関係者が存命ということは、そう昔のひとではないのかもしれない。ユキトおじいちゃんと同じくらいの年代のひとか、もっと若いか――。

 

ルナは、「アラン」という人物が、カレンの母親ではないかと思った。

(悲劇の女性……)

カレンが病院に運ばれたときに、セルゲイが、ルナに零した言葉を思い起こした。

 

「カレンの立場は厳しい。“カレンの本当のママがしたこと”で、カレンもまた、一族の中では悪く見られているんだ。ほんとうは、カレンが正式なマッケラン当主の跡継ぎだけれど、一族には認められていない。カレンを育てたミラ首相――カレンのママの妹だけれども、彼女の実の娘のアミザを次期当主にとのぞむ声の方が大きいんだ」――。

 

アランが、カレンの母親だったとして――どうして、ケヴィンがカレンの母親のことを小説にしたのか、まったくわからない。さっきのメールには、事情をにおわせることは何ひとつ書かれていなかった。
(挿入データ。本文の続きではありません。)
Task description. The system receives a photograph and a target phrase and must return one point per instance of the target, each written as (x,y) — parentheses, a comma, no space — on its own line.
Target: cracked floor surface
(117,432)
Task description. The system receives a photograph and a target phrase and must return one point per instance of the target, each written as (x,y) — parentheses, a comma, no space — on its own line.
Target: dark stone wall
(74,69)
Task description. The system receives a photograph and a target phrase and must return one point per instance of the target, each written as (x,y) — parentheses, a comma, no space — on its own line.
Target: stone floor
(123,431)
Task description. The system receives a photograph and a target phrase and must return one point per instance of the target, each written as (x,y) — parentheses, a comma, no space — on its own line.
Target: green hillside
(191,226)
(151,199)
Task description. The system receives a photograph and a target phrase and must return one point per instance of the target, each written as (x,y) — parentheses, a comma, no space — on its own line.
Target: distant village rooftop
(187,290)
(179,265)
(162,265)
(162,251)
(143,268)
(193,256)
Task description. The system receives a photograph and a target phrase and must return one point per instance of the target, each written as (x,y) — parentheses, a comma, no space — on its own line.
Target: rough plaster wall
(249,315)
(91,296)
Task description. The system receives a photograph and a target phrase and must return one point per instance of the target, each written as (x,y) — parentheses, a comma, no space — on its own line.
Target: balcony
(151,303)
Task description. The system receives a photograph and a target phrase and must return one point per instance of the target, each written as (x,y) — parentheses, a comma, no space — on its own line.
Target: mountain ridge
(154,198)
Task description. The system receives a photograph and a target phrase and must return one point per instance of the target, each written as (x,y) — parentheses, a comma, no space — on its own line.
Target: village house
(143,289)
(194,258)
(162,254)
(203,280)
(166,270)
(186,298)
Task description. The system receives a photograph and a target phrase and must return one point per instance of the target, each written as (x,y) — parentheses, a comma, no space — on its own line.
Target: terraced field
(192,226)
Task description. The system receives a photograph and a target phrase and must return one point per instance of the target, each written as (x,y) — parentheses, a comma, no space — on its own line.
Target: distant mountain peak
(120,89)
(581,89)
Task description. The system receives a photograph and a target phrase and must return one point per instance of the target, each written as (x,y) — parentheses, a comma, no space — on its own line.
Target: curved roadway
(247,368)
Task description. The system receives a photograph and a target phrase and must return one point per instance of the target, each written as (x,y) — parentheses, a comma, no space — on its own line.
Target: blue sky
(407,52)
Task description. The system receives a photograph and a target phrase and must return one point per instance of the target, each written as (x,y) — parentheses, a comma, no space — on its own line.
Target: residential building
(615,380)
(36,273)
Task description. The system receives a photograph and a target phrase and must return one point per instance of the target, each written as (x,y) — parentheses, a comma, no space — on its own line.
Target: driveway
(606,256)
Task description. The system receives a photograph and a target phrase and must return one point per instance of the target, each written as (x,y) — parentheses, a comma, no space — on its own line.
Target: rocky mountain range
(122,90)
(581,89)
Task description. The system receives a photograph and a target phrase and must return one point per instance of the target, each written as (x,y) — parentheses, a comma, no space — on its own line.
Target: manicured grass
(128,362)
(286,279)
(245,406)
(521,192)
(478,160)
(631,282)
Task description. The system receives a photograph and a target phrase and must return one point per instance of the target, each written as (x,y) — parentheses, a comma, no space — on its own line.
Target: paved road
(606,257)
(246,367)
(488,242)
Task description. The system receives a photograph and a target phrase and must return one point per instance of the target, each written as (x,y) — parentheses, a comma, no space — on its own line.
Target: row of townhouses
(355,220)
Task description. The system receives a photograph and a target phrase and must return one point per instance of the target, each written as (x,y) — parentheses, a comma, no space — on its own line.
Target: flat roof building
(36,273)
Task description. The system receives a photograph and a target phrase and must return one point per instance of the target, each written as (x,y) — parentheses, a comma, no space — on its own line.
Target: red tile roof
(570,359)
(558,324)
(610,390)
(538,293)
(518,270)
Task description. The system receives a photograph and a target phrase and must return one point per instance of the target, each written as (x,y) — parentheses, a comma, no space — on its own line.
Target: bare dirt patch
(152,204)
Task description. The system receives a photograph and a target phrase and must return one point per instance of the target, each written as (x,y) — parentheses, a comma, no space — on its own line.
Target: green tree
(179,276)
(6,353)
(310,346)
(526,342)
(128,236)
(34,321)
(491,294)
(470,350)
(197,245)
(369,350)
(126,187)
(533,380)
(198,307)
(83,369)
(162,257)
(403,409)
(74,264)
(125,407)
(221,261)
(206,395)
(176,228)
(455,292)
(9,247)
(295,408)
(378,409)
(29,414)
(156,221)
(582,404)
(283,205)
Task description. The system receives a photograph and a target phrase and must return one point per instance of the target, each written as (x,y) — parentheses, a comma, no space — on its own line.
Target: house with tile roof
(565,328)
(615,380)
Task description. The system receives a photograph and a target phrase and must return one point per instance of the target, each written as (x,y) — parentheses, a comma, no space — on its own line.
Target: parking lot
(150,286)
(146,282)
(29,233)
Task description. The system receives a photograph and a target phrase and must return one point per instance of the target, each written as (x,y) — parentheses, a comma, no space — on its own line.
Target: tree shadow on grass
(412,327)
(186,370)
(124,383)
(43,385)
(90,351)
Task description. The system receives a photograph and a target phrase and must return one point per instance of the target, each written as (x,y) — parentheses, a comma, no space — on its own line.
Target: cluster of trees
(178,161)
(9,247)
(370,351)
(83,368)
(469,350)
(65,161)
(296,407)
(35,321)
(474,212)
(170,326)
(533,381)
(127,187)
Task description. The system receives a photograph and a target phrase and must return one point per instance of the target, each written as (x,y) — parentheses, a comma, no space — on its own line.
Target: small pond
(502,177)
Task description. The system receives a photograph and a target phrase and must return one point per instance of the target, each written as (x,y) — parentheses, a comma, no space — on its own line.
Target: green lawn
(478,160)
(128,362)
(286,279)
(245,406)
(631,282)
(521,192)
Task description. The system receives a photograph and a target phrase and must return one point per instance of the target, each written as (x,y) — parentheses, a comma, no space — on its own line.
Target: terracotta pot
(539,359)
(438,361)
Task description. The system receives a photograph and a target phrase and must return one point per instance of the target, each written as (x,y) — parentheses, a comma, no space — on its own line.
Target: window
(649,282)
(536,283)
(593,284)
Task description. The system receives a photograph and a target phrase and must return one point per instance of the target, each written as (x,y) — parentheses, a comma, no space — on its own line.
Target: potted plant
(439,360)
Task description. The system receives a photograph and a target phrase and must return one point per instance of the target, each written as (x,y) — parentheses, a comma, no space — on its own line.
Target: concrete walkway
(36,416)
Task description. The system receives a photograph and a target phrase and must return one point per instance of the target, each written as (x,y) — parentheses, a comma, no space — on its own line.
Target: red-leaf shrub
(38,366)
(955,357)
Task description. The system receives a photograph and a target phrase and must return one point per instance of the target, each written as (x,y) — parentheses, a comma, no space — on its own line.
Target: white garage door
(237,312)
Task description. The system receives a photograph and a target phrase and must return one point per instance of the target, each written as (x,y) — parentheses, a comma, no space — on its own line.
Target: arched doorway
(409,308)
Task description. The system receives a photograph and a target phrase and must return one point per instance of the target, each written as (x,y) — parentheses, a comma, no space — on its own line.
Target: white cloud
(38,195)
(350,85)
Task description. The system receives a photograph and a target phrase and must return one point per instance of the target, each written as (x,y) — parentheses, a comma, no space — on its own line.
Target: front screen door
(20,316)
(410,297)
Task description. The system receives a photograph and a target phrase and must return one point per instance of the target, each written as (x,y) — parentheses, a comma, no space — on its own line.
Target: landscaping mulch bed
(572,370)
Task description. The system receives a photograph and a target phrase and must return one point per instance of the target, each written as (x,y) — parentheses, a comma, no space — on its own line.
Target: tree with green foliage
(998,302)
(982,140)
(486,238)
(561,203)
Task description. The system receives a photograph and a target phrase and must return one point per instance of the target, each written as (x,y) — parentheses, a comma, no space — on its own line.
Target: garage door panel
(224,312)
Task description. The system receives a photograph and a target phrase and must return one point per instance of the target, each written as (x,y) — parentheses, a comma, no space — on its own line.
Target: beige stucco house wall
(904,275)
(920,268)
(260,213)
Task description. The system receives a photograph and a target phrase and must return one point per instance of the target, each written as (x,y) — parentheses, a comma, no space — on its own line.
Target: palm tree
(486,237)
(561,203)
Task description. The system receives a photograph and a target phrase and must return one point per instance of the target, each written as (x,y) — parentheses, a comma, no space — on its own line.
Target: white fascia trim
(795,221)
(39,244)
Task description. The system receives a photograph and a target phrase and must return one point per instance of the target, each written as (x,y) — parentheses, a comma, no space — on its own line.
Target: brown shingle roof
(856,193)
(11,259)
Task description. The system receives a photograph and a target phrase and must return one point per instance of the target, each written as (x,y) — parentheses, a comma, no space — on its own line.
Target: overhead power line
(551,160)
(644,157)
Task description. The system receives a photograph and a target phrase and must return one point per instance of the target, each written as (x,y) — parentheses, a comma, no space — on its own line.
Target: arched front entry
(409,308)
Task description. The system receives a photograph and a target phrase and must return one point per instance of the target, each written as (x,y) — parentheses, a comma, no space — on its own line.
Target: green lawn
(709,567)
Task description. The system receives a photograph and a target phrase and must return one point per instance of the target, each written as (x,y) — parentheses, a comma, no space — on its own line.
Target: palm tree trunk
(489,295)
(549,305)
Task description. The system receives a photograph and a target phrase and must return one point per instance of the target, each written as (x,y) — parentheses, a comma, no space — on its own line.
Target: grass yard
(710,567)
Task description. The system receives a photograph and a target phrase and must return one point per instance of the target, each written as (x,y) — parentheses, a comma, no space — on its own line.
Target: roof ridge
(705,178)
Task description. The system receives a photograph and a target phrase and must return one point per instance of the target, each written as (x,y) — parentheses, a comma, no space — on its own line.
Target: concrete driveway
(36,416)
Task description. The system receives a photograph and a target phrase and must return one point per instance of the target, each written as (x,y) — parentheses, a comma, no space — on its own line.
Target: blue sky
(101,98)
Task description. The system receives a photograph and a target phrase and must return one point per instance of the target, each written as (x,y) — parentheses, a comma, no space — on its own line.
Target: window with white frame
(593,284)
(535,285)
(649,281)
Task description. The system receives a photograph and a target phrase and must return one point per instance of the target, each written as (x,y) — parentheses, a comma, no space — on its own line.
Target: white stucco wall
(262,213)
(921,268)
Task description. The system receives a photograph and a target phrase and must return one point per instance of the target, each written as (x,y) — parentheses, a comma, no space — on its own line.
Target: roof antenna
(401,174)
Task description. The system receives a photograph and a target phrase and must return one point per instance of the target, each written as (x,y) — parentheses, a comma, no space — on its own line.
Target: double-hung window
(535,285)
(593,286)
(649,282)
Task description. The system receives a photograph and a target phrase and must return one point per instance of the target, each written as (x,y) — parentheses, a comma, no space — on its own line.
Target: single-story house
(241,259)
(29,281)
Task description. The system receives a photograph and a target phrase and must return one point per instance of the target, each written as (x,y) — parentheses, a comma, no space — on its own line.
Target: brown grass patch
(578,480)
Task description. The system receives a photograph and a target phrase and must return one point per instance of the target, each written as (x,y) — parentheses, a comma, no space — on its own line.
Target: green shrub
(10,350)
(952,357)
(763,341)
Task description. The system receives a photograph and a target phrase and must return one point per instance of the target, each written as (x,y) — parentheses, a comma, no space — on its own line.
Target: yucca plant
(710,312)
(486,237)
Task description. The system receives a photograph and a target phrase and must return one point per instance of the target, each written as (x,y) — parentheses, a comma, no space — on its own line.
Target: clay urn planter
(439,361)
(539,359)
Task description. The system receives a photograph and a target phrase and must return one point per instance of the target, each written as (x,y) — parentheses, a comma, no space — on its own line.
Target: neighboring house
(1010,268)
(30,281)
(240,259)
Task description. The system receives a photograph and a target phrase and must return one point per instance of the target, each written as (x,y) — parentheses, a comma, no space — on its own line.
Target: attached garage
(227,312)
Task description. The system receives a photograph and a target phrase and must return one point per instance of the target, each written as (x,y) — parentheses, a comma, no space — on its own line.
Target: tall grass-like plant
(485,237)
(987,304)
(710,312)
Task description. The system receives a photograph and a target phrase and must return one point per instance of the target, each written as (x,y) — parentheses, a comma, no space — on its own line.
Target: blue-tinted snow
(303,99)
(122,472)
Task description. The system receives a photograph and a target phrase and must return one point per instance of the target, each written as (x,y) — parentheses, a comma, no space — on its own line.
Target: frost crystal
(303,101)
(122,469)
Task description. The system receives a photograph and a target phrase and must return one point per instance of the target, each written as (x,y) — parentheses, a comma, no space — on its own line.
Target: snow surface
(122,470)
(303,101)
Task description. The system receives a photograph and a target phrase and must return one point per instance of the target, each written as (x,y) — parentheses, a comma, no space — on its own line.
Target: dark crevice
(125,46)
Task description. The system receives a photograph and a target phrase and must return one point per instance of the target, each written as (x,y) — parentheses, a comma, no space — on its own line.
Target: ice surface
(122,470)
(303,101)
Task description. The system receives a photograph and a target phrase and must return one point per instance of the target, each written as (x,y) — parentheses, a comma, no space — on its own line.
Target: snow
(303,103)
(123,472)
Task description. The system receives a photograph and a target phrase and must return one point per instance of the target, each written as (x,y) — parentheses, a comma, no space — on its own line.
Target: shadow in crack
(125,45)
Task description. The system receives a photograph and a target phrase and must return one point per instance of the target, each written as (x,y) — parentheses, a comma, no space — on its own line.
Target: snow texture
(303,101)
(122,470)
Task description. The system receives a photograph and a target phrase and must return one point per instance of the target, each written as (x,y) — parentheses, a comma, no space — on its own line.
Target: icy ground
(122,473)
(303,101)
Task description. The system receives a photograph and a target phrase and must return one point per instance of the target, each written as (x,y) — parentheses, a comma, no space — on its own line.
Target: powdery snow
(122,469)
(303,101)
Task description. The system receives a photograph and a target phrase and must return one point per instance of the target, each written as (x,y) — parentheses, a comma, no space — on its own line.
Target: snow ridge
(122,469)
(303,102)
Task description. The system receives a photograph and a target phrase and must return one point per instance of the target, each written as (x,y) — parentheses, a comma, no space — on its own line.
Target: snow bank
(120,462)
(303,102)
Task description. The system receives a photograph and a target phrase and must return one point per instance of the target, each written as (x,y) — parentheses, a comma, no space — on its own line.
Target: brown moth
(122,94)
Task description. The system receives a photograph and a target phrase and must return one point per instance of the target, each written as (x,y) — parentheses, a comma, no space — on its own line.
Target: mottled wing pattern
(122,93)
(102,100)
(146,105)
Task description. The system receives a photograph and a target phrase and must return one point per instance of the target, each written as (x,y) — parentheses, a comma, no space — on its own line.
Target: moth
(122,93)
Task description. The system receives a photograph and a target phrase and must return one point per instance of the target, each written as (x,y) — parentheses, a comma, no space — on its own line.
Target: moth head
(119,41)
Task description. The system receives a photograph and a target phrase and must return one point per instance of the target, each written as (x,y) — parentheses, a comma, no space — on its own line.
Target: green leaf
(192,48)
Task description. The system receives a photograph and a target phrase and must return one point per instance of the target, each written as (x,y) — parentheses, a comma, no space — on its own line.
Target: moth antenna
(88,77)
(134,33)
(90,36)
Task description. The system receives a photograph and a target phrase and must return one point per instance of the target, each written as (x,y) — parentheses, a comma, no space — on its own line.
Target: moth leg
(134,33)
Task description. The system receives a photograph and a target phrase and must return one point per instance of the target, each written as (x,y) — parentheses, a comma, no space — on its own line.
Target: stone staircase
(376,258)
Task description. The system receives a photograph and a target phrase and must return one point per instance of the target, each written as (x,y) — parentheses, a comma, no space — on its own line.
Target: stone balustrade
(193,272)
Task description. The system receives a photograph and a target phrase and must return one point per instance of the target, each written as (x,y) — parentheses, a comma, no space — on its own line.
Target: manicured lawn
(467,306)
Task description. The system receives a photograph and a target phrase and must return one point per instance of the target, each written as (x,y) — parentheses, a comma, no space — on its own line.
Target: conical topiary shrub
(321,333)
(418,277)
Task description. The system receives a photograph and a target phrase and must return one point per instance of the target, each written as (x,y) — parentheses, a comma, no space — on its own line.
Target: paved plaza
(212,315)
ケヴィンが送ってきたのは、「L03の神話を基にしたファンタジー作品」のはずだ。

 

ルナは読んでいいものか悩み、ファイルを開いたり閉じたりした。

そうしているうちに、ひとつの疑問は解決した。タイトルページの下に、「バンクス・A・グッドリー」の名前を見つけたからだ。

これで、この小説はケヴィンが書いたものではないと分かった。

やはりケヴィンは、ファイルを間違えて送ったのだ。

 

この「バンクス」という作者は、エリックの手記「バブロスカ 〜我が革命の血潮〜」を編集し、出版した人であり、「バブロスカ 〜エリックへの追悼にかえて〜」の作者でもある。

では、この作品はやはり、「アラン・G・マッケラン」の伝記と考えていいだろうか。

(でもどうして、この人の作品を、ケヴィンが?)

ケヴィンとバンクスのつながりを、ルナはどうしても想像できなかった。たとえ間違ったファイルを送ったのだとしても、どうしてケヴィンがこの原稿を送ることになったのか――この原稿を、ケヴィンが所持していた理由は。

この本は、すでに出版されているのだろうか。

ルナはバブロスカの本の巻末に記されている出版社を見た。

「L52 ラスカーニャ・シティ・トゥルカシア バートン社」。

二冊の本は、この出版社から発刊されている。ケヴィンが居住しているのは、同じL52だ。

 

もし、この「アラン」という女性がカレンの母親だとしたなら。

セルゲイの言い方では、アランの起こした「大変なこと」のせいで、カレンはマッケランの一族から疎まれていて、後継者とは認められていない、ということになる。

ルナは、本を書棚にもどして、パソコンにもどった。ためらいがちに、二ページ目をクリックした。

それからルナは、貪るように字面に食いつき、パソコンの前から動かなくなった。